VwGH 94/20/0610

VwGH94/20/061024.1.1995

Der Verwaltungsgerichtshof hat durch den Vorsitzenden Senatspräsident Dr. Leukauf und die Hofräte Dr. Kremla und Dr. Händschke als Richter, im Beisein des Schriftführers Mag. Knecht, über die Beschwerde der R in A, vertreten durch Dr. J, Rechtsanwalt in S, gegen den Bescheid des Bundesministers für Inneres vom 1. Juli 1994, Zl. 4.344.316/1-III/13/94, betreffend Zurückweisung einer Berufung, zu Recht erkannt:

Normen

AVG §56;
ZustG §17 Abs2;
ZustG §17;
ZustG §21 Abs2;
ZustG §21;
ZustG §4;
ZustG §7;
AVG §56;
ZustG §17 Abs2;
ZustG §17;
ZustG §21 Abs2;
ZustG §21;
ZustG §4;
ZustG §7;

 

Spruch:

Die Beschwerde wird als unbegründet abgewiesen.

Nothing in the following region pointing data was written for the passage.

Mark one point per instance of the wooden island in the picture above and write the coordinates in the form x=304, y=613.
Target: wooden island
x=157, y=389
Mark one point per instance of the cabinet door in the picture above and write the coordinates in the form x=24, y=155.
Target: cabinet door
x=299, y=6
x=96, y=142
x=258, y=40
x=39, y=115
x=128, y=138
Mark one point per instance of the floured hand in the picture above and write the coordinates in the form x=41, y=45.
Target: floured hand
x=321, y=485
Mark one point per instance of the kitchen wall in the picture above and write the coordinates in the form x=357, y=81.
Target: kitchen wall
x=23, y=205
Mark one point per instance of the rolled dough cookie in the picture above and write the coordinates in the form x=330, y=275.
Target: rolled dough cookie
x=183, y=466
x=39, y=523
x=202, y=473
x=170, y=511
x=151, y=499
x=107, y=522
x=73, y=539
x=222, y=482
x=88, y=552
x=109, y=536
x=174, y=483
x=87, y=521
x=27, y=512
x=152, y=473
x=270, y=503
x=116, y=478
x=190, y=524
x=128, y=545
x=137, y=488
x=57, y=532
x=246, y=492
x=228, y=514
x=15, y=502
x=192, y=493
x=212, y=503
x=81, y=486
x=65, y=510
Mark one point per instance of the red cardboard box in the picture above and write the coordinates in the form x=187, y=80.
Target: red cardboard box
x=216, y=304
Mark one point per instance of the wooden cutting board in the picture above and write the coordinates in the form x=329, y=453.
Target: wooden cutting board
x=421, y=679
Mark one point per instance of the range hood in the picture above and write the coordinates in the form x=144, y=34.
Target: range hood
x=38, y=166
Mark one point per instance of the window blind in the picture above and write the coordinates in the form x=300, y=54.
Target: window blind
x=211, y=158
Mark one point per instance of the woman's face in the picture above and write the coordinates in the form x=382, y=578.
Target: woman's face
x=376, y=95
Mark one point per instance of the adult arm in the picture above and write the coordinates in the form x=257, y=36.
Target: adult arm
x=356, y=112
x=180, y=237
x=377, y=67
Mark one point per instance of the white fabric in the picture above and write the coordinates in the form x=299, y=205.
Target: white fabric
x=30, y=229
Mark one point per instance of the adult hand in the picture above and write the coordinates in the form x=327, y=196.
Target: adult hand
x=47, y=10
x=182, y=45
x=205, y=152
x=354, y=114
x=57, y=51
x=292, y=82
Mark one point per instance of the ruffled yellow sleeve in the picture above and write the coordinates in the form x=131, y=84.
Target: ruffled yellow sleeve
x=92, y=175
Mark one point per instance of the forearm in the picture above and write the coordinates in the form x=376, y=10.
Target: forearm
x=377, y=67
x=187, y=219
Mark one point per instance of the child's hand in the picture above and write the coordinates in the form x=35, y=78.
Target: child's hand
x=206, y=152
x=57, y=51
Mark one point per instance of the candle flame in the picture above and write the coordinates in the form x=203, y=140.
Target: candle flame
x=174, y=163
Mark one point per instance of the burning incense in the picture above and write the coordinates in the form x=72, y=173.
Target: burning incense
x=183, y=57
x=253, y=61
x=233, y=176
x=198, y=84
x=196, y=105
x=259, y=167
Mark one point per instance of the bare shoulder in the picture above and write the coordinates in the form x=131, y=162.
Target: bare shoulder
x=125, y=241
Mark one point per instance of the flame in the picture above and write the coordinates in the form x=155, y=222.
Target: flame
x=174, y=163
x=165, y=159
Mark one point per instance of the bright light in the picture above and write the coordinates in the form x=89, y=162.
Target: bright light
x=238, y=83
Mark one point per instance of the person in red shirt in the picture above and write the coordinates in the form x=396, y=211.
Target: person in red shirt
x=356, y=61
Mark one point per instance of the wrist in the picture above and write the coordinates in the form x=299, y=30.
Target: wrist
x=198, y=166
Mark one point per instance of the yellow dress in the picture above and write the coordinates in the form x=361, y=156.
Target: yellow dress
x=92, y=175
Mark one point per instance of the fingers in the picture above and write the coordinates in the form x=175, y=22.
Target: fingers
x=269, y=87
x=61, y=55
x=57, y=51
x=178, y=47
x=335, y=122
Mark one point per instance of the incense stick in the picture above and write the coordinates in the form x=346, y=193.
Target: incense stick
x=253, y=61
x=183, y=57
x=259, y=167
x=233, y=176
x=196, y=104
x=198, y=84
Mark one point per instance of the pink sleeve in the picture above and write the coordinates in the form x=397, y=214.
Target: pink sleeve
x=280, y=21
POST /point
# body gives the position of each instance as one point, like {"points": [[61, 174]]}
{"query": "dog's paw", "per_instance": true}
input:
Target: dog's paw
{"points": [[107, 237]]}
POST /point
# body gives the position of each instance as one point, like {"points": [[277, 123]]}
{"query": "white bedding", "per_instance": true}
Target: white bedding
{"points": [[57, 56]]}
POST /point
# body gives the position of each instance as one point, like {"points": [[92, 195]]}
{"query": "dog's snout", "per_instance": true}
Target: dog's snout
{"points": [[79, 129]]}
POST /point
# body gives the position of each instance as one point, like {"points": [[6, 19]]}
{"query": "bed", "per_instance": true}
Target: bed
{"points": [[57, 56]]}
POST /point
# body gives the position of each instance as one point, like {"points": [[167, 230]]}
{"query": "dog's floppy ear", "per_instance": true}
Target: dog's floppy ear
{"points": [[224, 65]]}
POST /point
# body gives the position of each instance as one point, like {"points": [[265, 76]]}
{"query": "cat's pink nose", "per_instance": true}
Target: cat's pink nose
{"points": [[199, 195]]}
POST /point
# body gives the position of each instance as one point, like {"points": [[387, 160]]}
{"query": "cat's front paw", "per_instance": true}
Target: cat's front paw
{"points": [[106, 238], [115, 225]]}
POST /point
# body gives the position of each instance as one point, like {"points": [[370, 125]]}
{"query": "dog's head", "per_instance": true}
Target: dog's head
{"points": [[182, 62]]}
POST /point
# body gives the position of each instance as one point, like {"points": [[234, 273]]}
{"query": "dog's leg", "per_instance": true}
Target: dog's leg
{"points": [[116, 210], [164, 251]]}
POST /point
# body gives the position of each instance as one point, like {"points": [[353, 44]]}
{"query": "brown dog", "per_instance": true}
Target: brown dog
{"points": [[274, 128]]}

Die Beschwerdeführerin hat dem Bund Aufwendungen in der Höhe von S 565.- binnen zwei Wochen bei sonstiger Exekution zu ersetzen.

Begründung

Das Bundesasylamt hatte mit Bescheid vom 7. Dezember 1993 den Asylantrag der Beschwerdeführerin, einer Staatsangehörigen Afghanistans, die Mitte August in das Bundesgebiet eingereist ist, gemäß § 3 Asylgesetz 1991 abgewiesen.

Die gegen diesen Bescheid erhobene Berufung der Beschwerdeführerin wies die belangte Behörde mit Bescheid vom 1. Juli 1994 gemäß § 66 Abs. 4 AVG als verspätet zurück, weil der erstinstanzliche Bescheid der Beschwerdeführerin am 13. Dezember 1993 durch Hinterlegung zugestellt, die dagegen erhobene Berufung aber erst am 4. Februar 1994, also nach Ablauf der zweiwöchigen Berufungsfrist, eingebracht worden sei.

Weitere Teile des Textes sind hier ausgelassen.